Perhaps you allow them to see the other parent, but only after you have filled them with poison about the other parent. You tell them adult things about adult relationships that children do not need to hear and cannot appropriately process. Let the grown-up conversations remain among the grown-ups. Stop filling your children with poison against their own parent.
Remember Your Child Has Two Parents
Remember that 50% of the child is made up of you and 50% of the child is made up of the other parent. Stop making your children hate half of themselves!
Again, I get it if that parent genuinely presents the potential for danger to the well-being of your children. But not the made-up kind that you have in your mind, but real, actual, potentially long-term harmful danger. Not ‘your dad is a womanizer so there is no telling how many women will come and go while you are there.’ Not ‘your dad has not paid enough money to help me support you, so he cannot see you.’ Not ‘you treated me bad, so I will not let you see your children. ‘
When I say danger, I am referring to someone who has molested, or physically, verbally, or emotionally abused their own child. If this is occurring the other parent needs to get help, then let your children’s clinical professional help determine if, when, and how to reopen that door.
Short of that, I would tell you that too many people are using their children to strike back at the person who hurt them. Stop it. Children are too important to our future and too important to our present for us to use them as pawns in our games of revenge. Stop it.
Adults must act like adults. Adults must always keep the well-being of their children at the center of their thoughts and actions. Our children need us to act like adults and do the right thing. If you were able to make those children 100% by yourself, then fine, do not share them. But if you require help, then stop using them as weapons. Stop basing access to them on a graded checklist.
No one should have to ask to see their own children. I do not care if they are not acting the way you think they should. No one should go years without seeing their children if they want their children in their lives. No one deserves to have their children withheld from them. That is cruel and heartless.
I encourage parents to put aside their emotions and work through their differences for the sake of the children. You do not have to “be together” to get it together! What is best for the kids? If you think it is best for them not to see the other person because the other person is not a good person, who are you to make that judgment? At some point your children will have to grapple with the 50% of that “not good person” and there is nothing you can do to prevent that. So stop trying to punish your children’s other parent and think of the damage you are doing to that child, who will one day, despite your best efforts, want answers directly from that other parent or a relationship with them.
As you hurt, do not use your children as a salve. Do not weaponize your children against 50% of themselves. Stop it. Despite what you may think of the other person, think of your children more. They deserve, nay, they need, a relationship with both parents in order to feel complete. This is true no matter how bad you think the other person is.
Children should have the benefit of being loved by both parents.
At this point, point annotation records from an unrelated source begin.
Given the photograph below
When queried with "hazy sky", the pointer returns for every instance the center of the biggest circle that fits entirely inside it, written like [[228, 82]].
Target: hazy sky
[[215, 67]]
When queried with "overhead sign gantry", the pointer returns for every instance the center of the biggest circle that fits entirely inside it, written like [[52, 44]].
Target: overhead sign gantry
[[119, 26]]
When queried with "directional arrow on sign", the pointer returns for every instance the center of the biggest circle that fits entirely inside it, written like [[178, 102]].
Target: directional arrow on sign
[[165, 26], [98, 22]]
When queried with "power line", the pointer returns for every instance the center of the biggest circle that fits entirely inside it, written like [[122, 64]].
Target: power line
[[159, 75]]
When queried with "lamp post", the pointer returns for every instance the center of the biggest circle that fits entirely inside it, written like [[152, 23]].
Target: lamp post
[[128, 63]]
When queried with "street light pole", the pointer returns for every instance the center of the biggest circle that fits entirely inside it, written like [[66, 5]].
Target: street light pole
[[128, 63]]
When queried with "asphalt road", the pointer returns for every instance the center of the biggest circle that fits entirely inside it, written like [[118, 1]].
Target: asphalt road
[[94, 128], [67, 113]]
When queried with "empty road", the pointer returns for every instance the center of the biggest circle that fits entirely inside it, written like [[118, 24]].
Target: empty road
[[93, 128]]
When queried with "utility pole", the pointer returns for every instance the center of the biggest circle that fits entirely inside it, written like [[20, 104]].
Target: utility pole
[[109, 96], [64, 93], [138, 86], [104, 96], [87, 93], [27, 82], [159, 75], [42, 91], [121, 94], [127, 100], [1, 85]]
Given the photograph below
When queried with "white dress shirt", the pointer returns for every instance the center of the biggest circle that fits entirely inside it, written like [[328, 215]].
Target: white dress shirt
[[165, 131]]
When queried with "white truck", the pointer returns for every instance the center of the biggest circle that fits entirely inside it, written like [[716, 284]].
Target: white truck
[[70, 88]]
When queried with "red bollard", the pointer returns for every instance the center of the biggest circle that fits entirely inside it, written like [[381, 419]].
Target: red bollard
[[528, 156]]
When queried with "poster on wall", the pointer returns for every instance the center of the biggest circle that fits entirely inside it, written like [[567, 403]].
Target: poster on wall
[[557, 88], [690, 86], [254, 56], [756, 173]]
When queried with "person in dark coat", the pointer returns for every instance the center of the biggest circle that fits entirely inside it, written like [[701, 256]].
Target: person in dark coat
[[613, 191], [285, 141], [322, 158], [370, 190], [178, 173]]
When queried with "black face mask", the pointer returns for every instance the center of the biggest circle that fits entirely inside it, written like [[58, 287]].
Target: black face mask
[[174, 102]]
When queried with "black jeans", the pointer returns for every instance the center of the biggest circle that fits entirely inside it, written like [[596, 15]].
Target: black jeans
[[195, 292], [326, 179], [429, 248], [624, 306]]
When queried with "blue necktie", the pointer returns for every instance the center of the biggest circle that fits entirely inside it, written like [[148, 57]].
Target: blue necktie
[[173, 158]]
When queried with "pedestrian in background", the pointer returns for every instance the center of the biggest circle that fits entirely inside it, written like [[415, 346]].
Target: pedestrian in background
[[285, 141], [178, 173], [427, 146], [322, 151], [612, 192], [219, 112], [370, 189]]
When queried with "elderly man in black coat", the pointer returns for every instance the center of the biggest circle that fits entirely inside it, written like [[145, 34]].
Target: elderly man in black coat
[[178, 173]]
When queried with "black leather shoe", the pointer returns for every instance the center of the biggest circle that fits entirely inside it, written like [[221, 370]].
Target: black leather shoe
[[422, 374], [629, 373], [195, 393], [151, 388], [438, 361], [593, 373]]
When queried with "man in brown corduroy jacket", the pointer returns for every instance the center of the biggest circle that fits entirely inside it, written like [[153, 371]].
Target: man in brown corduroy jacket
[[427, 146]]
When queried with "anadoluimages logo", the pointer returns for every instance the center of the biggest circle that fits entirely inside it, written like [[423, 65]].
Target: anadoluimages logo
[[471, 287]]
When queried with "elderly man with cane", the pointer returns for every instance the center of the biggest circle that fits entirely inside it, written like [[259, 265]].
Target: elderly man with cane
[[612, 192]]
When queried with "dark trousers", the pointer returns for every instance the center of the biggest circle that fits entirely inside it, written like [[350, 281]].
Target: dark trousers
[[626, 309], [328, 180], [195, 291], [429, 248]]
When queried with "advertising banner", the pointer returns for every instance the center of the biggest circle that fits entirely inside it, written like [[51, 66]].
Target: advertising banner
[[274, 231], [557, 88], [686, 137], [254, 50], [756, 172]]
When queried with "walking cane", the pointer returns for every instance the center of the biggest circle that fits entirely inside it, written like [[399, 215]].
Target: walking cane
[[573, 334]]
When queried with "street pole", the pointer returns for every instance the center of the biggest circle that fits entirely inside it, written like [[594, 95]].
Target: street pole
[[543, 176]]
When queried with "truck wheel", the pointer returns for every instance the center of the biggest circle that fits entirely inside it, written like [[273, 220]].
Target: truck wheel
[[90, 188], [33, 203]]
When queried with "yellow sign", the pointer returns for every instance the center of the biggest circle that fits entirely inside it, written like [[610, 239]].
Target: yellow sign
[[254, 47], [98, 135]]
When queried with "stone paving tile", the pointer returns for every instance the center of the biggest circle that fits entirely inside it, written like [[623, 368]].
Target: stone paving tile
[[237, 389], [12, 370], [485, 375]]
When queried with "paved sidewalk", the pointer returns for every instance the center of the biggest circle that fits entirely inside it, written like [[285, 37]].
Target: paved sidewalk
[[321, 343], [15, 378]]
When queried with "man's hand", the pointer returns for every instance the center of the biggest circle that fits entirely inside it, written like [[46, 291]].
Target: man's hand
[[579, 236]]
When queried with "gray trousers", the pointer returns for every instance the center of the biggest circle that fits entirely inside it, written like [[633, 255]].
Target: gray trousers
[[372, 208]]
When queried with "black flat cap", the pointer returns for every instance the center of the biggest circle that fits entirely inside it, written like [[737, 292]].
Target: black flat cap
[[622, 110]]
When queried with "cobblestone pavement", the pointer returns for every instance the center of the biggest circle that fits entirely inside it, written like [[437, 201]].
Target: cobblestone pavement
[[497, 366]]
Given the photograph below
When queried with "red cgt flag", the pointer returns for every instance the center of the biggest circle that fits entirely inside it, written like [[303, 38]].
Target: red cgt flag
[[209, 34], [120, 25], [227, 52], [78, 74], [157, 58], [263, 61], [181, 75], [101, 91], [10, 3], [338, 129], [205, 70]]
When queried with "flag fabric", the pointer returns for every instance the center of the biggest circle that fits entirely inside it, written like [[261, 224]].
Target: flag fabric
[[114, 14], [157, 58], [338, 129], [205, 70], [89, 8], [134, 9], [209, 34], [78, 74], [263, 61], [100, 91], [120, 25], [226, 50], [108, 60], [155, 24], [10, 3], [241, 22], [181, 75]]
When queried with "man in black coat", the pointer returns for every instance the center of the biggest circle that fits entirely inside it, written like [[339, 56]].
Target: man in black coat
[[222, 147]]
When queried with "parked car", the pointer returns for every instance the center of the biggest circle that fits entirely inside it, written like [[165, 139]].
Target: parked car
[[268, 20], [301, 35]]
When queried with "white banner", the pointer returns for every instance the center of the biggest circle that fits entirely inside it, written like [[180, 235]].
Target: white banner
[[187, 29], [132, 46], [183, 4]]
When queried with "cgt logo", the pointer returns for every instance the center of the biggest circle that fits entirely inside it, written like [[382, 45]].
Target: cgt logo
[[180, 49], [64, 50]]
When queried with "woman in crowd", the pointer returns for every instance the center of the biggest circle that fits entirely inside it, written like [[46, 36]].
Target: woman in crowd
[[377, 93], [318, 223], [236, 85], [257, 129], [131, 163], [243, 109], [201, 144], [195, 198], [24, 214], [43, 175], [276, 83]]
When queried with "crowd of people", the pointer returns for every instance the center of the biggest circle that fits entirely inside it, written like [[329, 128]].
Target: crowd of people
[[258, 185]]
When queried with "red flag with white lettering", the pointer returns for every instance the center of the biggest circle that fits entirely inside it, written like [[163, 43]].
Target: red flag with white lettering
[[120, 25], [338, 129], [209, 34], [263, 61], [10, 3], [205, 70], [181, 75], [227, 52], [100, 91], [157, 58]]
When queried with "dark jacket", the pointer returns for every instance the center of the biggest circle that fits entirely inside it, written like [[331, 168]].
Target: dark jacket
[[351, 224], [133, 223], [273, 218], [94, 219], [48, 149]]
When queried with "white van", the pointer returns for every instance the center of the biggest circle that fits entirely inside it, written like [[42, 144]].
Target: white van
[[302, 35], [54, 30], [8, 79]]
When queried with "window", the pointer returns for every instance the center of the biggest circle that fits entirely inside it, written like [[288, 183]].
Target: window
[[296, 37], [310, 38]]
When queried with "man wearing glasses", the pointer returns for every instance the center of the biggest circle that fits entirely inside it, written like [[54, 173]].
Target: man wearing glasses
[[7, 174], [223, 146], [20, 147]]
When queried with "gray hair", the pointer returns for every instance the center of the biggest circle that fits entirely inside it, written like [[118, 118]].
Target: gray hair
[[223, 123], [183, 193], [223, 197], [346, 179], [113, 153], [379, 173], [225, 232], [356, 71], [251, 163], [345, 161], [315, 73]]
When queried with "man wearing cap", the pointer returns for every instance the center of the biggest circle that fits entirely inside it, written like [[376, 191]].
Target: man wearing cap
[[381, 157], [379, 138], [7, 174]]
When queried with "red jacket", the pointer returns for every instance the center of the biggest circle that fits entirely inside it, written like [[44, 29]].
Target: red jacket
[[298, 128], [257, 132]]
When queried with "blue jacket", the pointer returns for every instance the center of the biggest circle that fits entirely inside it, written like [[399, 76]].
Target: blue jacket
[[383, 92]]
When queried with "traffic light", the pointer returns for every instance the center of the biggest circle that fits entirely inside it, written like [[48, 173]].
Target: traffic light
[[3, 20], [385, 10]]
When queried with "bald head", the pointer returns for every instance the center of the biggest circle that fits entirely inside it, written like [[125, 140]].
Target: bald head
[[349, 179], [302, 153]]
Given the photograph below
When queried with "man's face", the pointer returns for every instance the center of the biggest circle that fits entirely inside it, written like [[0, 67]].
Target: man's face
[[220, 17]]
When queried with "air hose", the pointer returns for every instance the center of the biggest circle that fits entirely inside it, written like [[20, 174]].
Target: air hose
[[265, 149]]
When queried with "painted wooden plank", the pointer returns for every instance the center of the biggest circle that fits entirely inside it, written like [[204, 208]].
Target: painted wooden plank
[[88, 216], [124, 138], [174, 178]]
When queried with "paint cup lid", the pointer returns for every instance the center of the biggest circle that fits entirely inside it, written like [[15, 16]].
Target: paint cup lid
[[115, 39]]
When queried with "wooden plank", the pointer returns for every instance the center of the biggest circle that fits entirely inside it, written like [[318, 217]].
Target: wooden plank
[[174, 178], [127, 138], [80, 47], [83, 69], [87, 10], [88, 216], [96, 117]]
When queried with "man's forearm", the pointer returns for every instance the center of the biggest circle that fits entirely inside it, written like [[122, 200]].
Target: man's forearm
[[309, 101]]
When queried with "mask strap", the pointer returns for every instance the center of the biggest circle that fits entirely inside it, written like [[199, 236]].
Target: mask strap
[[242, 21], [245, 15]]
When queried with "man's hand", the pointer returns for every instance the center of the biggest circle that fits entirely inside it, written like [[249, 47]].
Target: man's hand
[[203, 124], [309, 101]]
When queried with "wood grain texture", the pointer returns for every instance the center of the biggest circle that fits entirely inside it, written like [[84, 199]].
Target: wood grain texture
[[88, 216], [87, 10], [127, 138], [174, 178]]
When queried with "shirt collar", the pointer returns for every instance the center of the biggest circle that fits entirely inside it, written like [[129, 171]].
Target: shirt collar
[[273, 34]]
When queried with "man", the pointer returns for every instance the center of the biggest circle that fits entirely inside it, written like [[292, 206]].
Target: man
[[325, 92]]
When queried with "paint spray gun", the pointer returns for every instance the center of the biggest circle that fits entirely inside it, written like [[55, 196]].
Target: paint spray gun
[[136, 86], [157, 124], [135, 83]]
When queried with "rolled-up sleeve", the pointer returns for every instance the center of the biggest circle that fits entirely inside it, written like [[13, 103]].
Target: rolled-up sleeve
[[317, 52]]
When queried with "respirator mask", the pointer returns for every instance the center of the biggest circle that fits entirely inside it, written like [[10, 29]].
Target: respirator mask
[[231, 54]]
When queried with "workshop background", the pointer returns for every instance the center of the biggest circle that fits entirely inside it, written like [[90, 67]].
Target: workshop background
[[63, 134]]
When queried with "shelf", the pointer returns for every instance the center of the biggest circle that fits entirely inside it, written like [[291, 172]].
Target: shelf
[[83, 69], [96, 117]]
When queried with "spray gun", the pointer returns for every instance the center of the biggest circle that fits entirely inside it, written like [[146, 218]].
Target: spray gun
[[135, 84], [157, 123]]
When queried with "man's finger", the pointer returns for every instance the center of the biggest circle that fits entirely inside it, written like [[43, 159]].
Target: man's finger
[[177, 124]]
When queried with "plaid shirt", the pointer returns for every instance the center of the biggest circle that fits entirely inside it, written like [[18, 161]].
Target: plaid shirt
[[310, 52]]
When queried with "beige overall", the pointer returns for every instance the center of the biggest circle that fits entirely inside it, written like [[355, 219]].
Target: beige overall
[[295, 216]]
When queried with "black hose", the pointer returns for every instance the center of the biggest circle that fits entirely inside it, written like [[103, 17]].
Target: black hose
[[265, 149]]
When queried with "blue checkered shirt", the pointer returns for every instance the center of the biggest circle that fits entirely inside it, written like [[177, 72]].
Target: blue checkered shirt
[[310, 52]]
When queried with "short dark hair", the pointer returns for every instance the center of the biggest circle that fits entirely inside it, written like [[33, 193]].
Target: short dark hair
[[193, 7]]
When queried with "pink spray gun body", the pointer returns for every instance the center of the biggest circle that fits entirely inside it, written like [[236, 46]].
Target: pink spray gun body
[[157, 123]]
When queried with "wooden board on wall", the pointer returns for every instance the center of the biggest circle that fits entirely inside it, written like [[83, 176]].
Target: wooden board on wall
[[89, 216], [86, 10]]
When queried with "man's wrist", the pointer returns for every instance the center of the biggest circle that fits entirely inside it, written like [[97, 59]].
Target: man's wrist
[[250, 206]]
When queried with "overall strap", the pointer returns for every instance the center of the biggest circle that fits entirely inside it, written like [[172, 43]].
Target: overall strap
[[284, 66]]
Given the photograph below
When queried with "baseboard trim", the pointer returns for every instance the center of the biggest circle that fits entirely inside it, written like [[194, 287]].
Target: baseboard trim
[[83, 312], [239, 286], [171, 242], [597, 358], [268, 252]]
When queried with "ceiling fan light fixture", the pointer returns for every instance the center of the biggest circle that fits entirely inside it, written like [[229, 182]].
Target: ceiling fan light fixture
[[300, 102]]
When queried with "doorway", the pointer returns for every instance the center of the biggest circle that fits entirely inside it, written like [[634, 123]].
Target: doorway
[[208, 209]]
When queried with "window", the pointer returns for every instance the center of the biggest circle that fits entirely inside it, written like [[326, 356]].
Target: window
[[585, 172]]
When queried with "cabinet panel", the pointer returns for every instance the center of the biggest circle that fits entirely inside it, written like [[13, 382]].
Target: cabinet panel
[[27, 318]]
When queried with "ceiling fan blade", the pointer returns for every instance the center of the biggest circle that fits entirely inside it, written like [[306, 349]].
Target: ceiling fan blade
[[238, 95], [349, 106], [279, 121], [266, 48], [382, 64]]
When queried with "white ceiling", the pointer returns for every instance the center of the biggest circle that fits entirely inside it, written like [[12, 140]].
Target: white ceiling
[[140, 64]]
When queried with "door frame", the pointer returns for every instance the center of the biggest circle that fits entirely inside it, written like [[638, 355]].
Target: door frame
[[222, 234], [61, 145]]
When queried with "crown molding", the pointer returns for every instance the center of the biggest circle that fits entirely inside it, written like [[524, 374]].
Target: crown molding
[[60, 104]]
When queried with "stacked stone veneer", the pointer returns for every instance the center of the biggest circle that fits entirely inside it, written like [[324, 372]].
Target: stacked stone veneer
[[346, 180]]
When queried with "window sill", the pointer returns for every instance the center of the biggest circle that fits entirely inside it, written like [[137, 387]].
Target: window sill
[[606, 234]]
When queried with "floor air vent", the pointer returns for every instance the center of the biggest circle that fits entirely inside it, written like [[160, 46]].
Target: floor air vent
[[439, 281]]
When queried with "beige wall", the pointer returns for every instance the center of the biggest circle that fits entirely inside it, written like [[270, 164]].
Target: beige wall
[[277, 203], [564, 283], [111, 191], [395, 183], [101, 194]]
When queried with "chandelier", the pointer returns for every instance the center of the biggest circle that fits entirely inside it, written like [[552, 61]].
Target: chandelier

Yes, both parents, from time to time, are going to disappoint the children and there is nothing either of you can do to prevent that from happening. You cannot shield your children from themselves. Rather than shielding them, help them embrace the totality of who they are, then provide guardrails and guidance to ensure they make the right choices about who they want to become.
But whatever you do, stop weaponizing your children against someone that is just as much their parent as you are!